Spindle cells resemble plump endothelial cells with minimal cytologic atypia, and mitotic activity is usually low to absent. As these spindle cells originate from the endothelium but acquire the phenotype of endothelial lymphatic cells, they are immunoreactive for VEGRF3 and podoplamin (D2-40) as well as other endothelial markers, including CD34, CD31, Factor VIII, actin, and von Willebrand factor (vWF).23,24 Importantly, the presence of HHV-8, often demonstrated by reactivity for HHV-8 latency-associated nuclear antigen-1 (LANA-1) confirms the diagnosis of KS.

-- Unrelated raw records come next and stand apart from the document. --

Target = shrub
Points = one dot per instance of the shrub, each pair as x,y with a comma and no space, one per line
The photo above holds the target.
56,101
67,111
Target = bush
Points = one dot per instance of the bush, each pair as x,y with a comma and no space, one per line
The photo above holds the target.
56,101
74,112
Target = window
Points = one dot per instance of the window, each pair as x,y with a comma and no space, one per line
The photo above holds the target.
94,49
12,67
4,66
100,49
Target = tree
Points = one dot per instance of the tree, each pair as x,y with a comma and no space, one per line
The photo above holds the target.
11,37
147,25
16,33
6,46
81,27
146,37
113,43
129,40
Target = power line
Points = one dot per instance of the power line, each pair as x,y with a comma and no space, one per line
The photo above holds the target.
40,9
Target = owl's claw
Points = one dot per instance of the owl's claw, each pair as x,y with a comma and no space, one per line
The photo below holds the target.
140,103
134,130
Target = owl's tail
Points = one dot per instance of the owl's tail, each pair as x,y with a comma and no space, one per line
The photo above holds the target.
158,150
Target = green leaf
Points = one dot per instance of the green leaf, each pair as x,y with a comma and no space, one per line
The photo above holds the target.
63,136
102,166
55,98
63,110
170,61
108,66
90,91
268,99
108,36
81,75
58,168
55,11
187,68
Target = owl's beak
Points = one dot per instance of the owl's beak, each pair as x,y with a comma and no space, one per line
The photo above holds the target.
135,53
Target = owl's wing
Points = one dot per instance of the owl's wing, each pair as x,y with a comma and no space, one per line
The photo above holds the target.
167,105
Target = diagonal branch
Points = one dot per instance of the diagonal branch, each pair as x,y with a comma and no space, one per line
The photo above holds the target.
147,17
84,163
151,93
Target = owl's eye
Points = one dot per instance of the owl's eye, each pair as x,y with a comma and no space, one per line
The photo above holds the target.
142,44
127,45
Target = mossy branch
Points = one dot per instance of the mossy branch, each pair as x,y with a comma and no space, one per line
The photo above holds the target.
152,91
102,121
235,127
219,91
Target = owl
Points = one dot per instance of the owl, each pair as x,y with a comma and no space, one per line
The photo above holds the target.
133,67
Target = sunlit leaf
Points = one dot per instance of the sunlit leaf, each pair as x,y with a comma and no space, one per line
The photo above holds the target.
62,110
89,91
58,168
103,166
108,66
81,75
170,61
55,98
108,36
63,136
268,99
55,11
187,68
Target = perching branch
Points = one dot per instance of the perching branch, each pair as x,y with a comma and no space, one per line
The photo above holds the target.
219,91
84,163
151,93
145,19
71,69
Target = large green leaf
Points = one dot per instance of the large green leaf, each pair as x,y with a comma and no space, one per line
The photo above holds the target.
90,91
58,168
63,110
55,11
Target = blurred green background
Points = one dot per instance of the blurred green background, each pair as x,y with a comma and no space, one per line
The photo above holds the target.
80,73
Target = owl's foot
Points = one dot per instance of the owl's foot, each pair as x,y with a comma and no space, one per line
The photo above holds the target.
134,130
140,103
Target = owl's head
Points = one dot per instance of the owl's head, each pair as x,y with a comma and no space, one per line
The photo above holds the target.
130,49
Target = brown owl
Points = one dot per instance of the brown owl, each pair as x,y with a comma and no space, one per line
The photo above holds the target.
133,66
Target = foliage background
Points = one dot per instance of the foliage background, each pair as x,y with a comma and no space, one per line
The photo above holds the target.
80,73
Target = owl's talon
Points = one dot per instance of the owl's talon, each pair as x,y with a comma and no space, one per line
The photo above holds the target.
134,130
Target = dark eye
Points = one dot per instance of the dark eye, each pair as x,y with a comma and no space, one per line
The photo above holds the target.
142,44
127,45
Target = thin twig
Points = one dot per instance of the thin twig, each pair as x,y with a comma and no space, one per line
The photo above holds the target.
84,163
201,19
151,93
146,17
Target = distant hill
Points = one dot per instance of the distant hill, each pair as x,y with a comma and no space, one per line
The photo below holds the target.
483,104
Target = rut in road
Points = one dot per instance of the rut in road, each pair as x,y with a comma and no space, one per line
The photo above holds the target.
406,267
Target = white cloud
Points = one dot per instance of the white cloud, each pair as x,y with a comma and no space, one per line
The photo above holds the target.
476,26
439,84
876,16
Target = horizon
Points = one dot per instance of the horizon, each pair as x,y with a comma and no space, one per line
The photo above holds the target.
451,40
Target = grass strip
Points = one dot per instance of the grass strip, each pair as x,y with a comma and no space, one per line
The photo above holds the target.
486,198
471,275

Kaposi sarcoma is a vascular neoplasm defined by its association with HHV-8. As shown in the reported case, KS is frequently seen in association with HIV/AIDS, and is regarded as an AIDS-defining illness. Morphologic and cytologic features that aid in the diagnosis include the identification of groups or fascicles of spindle cells with minimal cytologic atypia and the presence of abundant extravasated red blood cells. Immunohistochemical staining for HHV-8 is crucial in differentiating KS from other vascular tumors, which otherwise show an identical phenotype.